"Yes, and can understand why he's sitting there like that," replied the other, rather bitterly.

"Looks like he might have a touch of the fever and ague, and that with a spell of the shakes on, he wanted to sun himself," suggested Thad; though he knew full well the true explanation was along other lines entirely.

"He's doing sentry duty," remarked Bob, soberly. "You can see, Thad, that from where he lies he has a splendid view of the road we came over?"

"That's a fact, and could even toss a rock down on it if he chose," continued the patrol leader. "I understood that, Bob, and can guess why he was placed there by Old Phin Dady."

"I suppose they're all around us," remarked the Southern boy, "and as I said last night, they've sure got us marooned, all right. We can't move without they're knowing it. Oh! what sort of chance would I have to get him out of this awful country, even if it should turn out to be my father who is the prisoner of the moonshiners?

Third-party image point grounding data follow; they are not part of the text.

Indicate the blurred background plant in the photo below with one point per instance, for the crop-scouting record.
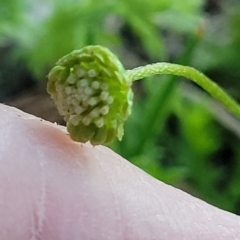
(176, 133)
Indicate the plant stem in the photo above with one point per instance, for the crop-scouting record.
(190, 73)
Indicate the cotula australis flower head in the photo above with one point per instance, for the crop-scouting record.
(92, 92)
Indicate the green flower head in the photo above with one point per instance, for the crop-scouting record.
(91, 90)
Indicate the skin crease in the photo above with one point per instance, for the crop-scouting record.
(54, 188)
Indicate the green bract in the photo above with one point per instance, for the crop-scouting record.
(91, 90)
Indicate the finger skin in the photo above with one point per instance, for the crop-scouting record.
(54, 188)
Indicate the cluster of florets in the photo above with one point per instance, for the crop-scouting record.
(91, 90)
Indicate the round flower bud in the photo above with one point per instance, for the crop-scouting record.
(93, 93)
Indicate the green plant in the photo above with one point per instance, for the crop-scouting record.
(90, 117)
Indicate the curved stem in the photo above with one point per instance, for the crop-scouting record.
(190, 73)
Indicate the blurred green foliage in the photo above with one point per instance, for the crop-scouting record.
(172, 137)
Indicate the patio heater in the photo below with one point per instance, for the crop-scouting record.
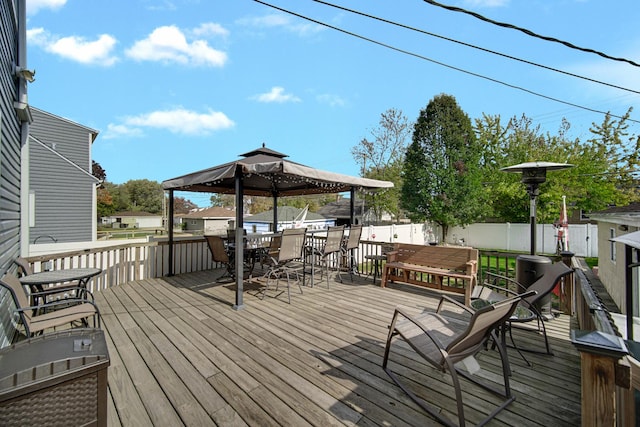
(530, 268)
(534, 174)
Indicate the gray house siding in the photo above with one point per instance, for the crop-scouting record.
(63, 192)
(10, 145)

Thad, I reckon it's a forlorn hope after all."

"Well," remarked the other, seeing that Bob needed cheering up again, "even if you only discover that he is alive, that will be great news alone. And when things get to coming your way the style they've been doing lately, believe me, you can hope for the best. Keep your spirits up, Bob. That girl is going to help us more than we ever dreamed of."

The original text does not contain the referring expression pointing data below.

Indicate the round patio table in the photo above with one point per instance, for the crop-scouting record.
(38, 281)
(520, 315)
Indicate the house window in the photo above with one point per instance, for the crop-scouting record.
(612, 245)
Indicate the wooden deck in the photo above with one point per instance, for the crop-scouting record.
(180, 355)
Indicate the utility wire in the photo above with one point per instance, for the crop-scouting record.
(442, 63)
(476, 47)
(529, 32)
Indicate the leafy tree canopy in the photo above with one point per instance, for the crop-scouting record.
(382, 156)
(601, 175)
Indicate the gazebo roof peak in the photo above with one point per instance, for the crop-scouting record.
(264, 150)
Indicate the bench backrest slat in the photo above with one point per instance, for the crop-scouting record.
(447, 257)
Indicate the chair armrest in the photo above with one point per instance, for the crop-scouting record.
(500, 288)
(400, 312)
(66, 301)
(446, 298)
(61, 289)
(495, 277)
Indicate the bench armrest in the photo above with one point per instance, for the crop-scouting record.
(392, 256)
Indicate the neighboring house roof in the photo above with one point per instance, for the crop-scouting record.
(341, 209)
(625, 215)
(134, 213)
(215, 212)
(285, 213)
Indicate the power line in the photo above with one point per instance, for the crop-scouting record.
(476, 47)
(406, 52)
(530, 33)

"It was great luck, our running across Polly; and then the chance to do her a favor, could you beat it? Reckon you're right, Thad; and I'm foolish for letting myself look at the dark side, when things are breaking so splendidly for me."

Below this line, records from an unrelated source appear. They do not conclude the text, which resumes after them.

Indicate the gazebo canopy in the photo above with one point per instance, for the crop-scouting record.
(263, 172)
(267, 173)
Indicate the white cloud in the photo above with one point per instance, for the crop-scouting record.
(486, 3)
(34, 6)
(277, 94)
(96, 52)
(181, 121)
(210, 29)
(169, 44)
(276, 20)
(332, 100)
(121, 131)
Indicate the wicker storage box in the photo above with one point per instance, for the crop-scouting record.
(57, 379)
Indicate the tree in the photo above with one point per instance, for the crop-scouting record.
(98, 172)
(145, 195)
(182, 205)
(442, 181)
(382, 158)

"That fellow doesn't seem to pay much attention to us, though I'm sure he knows we're going to pass him by," Thad continued, in a lower voice.

"I used to know a good many of the men around here, and this might be one of the lot; so I hadn't better take any chances of his seeing me too close in the daylight," and with this remark Bob drew the brim of his hat lower over his face.

The man never so much as moved, though the two descending boys passed within thirty feet of where he reclined on the rock, his face turned toward the road that wound in and out of the tangle far below.